As an alternative to peroxidase activity, the DUOX1 domains may function as SODs, converting two molecules of superoxide to O₂ and H₂O₂. The hDUOX1_1–593 peroxidase domain, which appears unable to bind heme, could conceivably bind a metal ion necessary for SOD activity. To determine whether any metal ions have co-purified with hDUOX1_1–593, the enzyme was submitted to metal analysis by inductively coupled argon plasma optical emission spectroscopy (Garratt Callahan Analytical Laboratory). This analysis showed that the only protein-associated metal ion was calcium, consistent with conservation of a calcium-binding site among the classical peroxidases and the DUOX family (47). Calcium does not belong to the known set of metals utilized by SODs to support their function (the mammalian enzymes utilize copper, zinc, and/or manganese (48–51)); therefore, this result suggests that hDUOX1_1–593 may also not function as a SOD. To further investigate, in the unlikely event calcium may be utilized for enzyme function, hDUOX1_1–593 and CeDUOX1_1–589 were evaluated for their ability to react with superoxide by a colorimetric inhibition assay utilizing WST-1 as a substrate (52, 53). Authentic superoxide dismutase was assayed as a control over a profile of concentrations (Fig. 5C). hDUOX1_1–593 and CeDUOX1_1–589 show less than 10% inhibition over concentrations from 10–120 ng/ml, over which SOD increases in inhibition strength to 70%. Superoxide dismutase demonstrates a high turnover rate even at low concentrations, which may not be shared by the DUOX enzymes. To ascertain whether any activity may be obtained at higher concentrations, each enzyme was assayed under the same conditions at 1 μm concentration, both with and without the addition of 100 μm CaCl₂. As shown in Fig. 5D, even at this higher concentration, no significant dismutase activity is exhibited by the DUOX1 homologs, in either the presence or the absence of additional calcium.
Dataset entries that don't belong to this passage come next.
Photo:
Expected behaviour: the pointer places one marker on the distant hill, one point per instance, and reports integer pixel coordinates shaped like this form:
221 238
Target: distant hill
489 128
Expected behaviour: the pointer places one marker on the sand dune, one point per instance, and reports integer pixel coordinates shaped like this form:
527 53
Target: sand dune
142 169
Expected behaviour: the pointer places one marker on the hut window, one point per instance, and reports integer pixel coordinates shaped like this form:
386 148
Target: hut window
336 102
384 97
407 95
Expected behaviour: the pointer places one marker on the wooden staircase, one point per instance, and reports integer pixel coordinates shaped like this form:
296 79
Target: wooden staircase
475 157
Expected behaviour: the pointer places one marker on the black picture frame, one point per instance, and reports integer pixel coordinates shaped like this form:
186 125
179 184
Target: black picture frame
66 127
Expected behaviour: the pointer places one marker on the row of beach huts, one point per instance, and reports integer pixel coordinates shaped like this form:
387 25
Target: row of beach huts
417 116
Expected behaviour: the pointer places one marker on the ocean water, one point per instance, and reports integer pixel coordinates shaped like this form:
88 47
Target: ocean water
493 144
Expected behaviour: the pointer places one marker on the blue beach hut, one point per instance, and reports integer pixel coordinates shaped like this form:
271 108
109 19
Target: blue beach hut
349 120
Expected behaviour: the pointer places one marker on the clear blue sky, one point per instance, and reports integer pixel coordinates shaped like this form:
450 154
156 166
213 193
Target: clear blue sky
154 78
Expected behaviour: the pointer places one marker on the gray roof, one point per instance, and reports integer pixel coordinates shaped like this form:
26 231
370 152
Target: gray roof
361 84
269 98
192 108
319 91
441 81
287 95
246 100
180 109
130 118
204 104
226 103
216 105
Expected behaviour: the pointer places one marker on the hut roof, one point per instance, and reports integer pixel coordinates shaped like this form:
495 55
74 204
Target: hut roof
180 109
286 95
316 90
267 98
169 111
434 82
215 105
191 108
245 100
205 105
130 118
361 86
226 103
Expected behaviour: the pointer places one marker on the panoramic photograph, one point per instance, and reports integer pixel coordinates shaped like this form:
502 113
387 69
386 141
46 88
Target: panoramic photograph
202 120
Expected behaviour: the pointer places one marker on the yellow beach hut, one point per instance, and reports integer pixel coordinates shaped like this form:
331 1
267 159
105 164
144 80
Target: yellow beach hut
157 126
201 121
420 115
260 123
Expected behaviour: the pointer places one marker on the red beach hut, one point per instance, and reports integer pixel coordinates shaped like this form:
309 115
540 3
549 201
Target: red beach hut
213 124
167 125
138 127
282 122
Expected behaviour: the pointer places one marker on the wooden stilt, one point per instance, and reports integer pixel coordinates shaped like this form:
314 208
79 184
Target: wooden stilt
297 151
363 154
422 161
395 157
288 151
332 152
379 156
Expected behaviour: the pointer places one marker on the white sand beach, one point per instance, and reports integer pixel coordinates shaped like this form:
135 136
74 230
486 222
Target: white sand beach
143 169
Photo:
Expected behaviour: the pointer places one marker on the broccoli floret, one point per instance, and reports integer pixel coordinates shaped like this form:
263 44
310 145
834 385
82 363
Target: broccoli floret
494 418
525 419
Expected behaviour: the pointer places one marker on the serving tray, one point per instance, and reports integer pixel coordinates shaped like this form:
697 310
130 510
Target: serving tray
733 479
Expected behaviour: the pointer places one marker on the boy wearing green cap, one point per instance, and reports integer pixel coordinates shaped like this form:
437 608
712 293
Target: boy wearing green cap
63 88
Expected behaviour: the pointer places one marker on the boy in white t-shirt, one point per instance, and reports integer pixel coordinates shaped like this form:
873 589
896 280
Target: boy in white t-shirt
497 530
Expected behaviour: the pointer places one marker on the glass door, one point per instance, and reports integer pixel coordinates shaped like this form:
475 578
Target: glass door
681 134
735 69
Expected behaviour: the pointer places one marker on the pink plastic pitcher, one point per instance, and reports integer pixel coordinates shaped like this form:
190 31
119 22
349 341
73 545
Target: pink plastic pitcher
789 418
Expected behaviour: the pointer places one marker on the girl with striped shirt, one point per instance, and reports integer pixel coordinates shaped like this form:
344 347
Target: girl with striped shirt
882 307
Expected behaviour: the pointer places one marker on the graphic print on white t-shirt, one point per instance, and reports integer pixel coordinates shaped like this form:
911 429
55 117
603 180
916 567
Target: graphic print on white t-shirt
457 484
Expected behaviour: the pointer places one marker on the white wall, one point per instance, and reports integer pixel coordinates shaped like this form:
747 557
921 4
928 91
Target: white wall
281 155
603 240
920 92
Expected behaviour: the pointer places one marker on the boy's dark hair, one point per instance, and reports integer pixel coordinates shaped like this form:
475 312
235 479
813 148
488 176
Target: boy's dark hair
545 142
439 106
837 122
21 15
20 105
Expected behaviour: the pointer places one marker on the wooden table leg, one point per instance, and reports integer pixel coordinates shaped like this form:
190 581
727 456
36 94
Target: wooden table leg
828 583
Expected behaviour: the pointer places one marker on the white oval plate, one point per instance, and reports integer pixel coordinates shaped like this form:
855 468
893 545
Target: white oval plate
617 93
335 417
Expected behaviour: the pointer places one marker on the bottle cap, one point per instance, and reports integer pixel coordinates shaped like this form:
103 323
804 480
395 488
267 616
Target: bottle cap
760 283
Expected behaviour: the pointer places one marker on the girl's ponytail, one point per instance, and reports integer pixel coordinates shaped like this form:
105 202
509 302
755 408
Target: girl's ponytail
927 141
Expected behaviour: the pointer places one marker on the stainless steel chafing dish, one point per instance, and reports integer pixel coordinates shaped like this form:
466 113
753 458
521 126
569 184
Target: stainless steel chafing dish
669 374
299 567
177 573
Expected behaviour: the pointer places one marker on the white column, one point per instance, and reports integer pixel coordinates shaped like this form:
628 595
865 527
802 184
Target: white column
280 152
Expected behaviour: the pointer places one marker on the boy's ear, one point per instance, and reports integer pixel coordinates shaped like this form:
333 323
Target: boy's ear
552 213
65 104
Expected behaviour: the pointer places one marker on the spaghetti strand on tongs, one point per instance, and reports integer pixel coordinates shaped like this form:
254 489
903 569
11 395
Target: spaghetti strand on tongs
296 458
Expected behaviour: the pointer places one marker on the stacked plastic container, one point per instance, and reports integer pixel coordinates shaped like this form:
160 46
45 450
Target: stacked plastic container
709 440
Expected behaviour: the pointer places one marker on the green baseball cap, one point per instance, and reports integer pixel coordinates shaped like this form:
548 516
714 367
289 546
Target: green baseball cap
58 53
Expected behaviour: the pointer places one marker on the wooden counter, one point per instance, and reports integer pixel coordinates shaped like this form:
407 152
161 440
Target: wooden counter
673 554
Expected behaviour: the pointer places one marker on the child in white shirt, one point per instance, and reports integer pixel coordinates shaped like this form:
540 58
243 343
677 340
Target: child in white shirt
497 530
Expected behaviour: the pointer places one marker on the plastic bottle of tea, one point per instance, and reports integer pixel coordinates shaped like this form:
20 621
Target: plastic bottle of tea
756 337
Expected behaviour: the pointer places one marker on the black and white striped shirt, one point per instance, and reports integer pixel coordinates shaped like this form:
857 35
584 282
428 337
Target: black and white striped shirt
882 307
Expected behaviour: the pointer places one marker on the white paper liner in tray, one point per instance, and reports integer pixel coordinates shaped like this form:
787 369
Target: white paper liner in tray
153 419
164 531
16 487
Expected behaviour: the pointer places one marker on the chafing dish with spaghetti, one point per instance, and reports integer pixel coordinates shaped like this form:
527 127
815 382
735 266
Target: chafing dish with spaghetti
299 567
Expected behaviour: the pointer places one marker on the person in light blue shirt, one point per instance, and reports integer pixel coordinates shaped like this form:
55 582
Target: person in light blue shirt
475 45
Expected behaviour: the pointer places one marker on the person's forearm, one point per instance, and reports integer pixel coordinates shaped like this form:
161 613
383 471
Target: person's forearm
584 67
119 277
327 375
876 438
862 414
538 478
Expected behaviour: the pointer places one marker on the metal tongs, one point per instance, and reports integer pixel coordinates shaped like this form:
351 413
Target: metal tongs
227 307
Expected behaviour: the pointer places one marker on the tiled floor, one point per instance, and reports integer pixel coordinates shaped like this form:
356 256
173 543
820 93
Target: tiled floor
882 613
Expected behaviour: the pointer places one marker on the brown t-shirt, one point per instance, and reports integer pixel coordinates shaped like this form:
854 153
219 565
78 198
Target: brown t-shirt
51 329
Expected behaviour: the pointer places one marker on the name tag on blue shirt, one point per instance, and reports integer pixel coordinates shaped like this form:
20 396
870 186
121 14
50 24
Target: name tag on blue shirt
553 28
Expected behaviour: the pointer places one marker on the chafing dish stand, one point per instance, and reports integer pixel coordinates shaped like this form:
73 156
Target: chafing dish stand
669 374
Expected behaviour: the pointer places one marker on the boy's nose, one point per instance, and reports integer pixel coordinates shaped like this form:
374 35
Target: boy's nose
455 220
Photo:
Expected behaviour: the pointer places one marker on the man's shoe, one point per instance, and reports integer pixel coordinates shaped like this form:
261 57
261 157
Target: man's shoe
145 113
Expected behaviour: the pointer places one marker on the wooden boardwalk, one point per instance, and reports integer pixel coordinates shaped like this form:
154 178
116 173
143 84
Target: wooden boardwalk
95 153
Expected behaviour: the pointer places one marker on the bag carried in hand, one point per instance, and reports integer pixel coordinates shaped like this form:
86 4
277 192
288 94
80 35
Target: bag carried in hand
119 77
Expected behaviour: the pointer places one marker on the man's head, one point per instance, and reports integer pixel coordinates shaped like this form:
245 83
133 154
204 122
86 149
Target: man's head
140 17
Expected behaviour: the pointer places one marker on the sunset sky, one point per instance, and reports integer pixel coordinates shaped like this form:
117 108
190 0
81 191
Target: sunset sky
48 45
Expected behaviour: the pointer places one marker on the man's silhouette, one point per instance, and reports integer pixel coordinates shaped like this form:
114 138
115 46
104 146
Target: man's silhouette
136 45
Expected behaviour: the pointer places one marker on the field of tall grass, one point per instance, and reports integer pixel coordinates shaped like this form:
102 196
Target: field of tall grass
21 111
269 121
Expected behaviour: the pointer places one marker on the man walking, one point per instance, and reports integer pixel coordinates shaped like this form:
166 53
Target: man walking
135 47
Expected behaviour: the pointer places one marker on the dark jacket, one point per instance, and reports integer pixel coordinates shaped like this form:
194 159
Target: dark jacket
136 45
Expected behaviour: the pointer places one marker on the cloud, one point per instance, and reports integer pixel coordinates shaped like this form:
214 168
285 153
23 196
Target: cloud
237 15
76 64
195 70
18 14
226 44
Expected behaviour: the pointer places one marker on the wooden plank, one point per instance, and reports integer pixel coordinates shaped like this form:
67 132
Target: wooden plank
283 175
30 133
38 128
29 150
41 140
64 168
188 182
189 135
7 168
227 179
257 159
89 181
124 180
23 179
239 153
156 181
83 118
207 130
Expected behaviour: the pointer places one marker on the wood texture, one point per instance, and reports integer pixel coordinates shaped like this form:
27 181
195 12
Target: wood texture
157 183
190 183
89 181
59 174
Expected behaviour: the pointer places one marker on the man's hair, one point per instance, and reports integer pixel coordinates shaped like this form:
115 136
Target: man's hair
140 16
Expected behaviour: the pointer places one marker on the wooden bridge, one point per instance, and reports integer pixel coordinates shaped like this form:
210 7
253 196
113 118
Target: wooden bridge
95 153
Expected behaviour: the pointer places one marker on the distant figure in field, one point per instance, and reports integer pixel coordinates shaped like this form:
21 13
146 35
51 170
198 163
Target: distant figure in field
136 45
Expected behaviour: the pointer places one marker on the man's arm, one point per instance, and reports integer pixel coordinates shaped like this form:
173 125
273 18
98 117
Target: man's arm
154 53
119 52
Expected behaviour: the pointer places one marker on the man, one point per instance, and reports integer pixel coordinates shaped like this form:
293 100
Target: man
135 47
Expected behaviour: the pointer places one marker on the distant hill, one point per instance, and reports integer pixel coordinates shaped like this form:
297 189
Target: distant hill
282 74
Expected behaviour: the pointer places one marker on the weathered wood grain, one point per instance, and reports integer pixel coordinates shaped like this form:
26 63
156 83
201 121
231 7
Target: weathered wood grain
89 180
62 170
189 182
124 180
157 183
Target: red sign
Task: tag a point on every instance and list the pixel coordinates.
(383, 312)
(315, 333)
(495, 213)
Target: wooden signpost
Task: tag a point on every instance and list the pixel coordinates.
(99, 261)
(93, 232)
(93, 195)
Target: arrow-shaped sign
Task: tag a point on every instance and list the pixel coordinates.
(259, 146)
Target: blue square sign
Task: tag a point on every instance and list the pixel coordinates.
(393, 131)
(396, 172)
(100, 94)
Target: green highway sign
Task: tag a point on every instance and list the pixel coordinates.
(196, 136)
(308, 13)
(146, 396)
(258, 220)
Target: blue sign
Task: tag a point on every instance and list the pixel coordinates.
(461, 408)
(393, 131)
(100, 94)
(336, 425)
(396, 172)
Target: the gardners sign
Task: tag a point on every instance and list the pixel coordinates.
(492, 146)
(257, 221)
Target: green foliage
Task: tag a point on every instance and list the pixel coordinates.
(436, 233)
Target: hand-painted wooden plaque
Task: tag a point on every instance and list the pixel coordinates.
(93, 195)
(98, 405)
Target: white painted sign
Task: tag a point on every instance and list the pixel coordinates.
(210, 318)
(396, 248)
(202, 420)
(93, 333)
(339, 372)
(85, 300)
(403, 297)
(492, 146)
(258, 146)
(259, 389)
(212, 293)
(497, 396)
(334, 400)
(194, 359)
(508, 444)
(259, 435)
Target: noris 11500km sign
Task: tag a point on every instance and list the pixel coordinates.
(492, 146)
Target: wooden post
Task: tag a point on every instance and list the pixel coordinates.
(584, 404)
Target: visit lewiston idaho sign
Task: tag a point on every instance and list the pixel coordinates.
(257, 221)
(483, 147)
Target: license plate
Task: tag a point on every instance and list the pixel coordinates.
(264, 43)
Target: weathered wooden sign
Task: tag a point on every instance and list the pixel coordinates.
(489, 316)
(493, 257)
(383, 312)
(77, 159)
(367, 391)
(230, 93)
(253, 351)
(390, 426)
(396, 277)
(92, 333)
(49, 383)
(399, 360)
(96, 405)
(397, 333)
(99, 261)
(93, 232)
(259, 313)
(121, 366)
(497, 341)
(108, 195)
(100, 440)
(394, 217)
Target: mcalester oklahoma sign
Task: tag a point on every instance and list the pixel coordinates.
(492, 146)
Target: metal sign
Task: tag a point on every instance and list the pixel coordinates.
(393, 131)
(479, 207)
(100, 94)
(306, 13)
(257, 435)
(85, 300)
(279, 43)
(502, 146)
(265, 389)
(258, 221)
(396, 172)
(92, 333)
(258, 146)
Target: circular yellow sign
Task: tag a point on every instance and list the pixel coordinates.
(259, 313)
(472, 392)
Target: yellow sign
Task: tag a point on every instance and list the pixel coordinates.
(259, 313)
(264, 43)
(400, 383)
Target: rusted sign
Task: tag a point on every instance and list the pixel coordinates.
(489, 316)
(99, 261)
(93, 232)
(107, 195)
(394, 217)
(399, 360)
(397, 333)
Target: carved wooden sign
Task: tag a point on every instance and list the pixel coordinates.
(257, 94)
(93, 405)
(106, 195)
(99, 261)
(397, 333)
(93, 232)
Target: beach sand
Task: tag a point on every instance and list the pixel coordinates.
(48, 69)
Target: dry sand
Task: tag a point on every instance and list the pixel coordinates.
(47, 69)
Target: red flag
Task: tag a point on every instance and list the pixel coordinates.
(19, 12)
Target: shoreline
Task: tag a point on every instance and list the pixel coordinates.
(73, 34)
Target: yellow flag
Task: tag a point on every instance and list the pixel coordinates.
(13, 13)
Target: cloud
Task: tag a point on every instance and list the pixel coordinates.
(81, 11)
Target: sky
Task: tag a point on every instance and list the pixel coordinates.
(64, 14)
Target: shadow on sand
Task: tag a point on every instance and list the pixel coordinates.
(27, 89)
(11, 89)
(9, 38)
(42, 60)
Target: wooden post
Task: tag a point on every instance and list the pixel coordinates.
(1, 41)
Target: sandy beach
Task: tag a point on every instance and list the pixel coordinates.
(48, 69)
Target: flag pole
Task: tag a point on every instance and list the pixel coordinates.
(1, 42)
In sum, this collective activity data demonstrates hDUOX1_1–593 to be inactive as a peroxidase or superoxide dismutase, and CeDUOX1_1–589 to be inactive as a SOD but exhibiting low level peroxidase activity. This low activity level is realistic for CeDUOX1_1–589 in vivo and the DUOX family as a whole to prevent cellular oxidative stress and to function in a controlled manner toward polymerization of tyrosines and/or generation of signaling molecules. In contrast, mammalian peroxidases require high peroxidase activity levels, herein demonstrated by the high level of ABTS turnover and tyrosine ethyl ester cross-linking observed with LPO. These levels are necessary for in vivo generation of antimicrobial agents, i.e. hypohalides, from bromide, chloride, and thiocyanate oxidation. Specifically, LPO has the characterized ability to rapidly oxidize bromide at acidic pH (24, 54). Therefore, to support the theory that DUOX enzymes support controlled reactivity and should not oxidize halides, LPO was utilized as a control with both DUOX1 homologs to assay bromide oxidation. This study confirmed that neither DUOX peroxidase domain could oxidize bromide (LPO, (3.5 ± 0.7) × 10³ mol oxidized per min/mol enzyme; CeDUOX1_1–589 and hDUOX1_1–593, no significant oxidation). Although a low activity level appears native to CeDUOX1_1–589, the lack of an observed hDUOX1_1–593 function suggests that specific protein interactions may play a role in heme binding or in enhancing the activity of the protein.